We start in a primary school in Indonesia where a new young keen Scottish teacher’s creative methods look set to clash with the conservatism of the Head Teacher. He begins to inspire 8-year-old Elise. We meet Elise again when she’s 25, and here we’re offered a number of alternative futures, some inspired by her parents, French mum and Indonesian dad, some by her teacher. One of them is as a paleo-archaeologist seeking to research across boundaries that also include linguistics, which brings about a conflict with her French university professors. Finally we meet her at 43, reconciled with Marie-Claude, her university professor, who seeks to use her, but ends up learning from her.

There are so many threads interwoven in its non-linear narrative. Given it doesn’t have a single writer – it’s a collective – it’s dramaturgically very clear, though I didn’t clock that the characters included Elise’s parents. The staging too is very effective in presenting the structure of the story, with people on and above the stage who descend like climbers. There is much use of projection and you wear headphones throughout, which helps create the atmosphere of locations like caves, but also aids concentration. I was enthralled throughout; it didn’t lose me for a moment.
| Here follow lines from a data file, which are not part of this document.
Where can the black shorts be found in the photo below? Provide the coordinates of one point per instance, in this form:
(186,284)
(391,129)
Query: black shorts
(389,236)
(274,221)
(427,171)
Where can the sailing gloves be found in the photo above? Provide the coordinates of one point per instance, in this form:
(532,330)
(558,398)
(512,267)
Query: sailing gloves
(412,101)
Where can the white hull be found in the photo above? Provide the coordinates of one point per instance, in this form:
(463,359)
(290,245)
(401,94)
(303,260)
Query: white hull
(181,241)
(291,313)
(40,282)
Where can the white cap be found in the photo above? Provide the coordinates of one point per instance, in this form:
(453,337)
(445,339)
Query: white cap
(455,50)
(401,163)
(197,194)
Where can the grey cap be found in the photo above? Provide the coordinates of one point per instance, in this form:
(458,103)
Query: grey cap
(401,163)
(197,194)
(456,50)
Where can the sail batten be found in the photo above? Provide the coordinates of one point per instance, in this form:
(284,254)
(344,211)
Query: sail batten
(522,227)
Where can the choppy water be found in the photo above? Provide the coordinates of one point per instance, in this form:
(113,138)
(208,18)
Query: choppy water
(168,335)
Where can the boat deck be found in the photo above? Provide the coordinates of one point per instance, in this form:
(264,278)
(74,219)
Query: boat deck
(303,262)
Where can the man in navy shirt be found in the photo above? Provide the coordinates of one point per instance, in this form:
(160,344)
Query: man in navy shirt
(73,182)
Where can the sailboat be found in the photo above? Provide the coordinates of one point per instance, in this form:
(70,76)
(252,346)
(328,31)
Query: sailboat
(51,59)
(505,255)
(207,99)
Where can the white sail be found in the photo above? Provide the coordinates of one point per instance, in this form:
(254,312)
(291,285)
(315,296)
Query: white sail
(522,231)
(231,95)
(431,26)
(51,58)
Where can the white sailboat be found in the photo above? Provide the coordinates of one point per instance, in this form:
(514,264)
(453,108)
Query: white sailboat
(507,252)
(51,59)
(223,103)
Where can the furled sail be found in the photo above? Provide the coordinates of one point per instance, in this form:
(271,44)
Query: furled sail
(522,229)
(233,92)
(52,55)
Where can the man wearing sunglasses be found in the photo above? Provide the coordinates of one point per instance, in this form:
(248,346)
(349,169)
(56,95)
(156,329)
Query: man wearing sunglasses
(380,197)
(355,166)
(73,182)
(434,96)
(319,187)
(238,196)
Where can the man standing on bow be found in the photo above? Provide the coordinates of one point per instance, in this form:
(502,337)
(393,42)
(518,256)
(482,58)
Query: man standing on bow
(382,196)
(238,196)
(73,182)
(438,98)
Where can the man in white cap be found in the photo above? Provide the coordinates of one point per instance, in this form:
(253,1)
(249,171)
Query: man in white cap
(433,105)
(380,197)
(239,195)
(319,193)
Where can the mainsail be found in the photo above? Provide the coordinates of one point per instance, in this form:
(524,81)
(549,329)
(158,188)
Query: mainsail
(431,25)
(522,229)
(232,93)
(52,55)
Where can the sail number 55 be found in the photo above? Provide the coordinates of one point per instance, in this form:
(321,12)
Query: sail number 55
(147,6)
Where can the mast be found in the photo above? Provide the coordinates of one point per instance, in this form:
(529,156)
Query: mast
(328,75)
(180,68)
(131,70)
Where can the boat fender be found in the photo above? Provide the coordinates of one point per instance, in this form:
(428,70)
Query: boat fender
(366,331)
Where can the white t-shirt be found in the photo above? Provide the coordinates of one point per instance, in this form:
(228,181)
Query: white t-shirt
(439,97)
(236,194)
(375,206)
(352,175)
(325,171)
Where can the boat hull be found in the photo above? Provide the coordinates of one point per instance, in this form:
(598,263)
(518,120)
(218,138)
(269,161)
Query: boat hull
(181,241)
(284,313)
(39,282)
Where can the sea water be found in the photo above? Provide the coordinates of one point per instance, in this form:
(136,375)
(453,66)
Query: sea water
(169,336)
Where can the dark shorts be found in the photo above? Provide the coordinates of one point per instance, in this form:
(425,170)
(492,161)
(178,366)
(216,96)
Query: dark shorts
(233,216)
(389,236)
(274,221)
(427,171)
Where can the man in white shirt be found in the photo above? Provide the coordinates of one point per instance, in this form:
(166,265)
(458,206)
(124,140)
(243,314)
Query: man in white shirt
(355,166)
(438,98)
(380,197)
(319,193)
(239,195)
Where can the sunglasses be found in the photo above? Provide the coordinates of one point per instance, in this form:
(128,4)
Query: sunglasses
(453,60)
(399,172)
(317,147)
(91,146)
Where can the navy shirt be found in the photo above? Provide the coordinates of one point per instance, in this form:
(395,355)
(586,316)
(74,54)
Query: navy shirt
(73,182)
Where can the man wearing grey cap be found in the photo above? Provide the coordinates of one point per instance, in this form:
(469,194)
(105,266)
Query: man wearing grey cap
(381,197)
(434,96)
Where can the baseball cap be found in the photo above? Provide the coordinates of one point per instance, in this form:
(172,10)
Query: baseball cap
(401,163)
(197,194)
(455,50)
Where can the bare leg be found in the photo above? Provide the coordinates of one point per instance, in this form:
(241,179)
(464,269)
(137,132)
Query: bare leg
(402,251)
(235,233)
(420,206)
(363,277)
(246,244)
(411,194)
It’s a collaboration between the UK’s curious directive and Indonesia’s Bombo under the impeccable direction of Jack Lowe. It’s beautifully performed by Amanda Hadinghue, Asha Sylvestre, Lewis Mackinnon, Mohamad Faizal Abdullah, Sarita Gabony and Stephanie Street with an extraordinary performance from Farah Qadir as 8-year-old Elise. The excellent design by Zoe Hurwitz constitutes the eighth performance.

It finishes at the New Diorama this week, but work of this quality must surely have a life beyond this.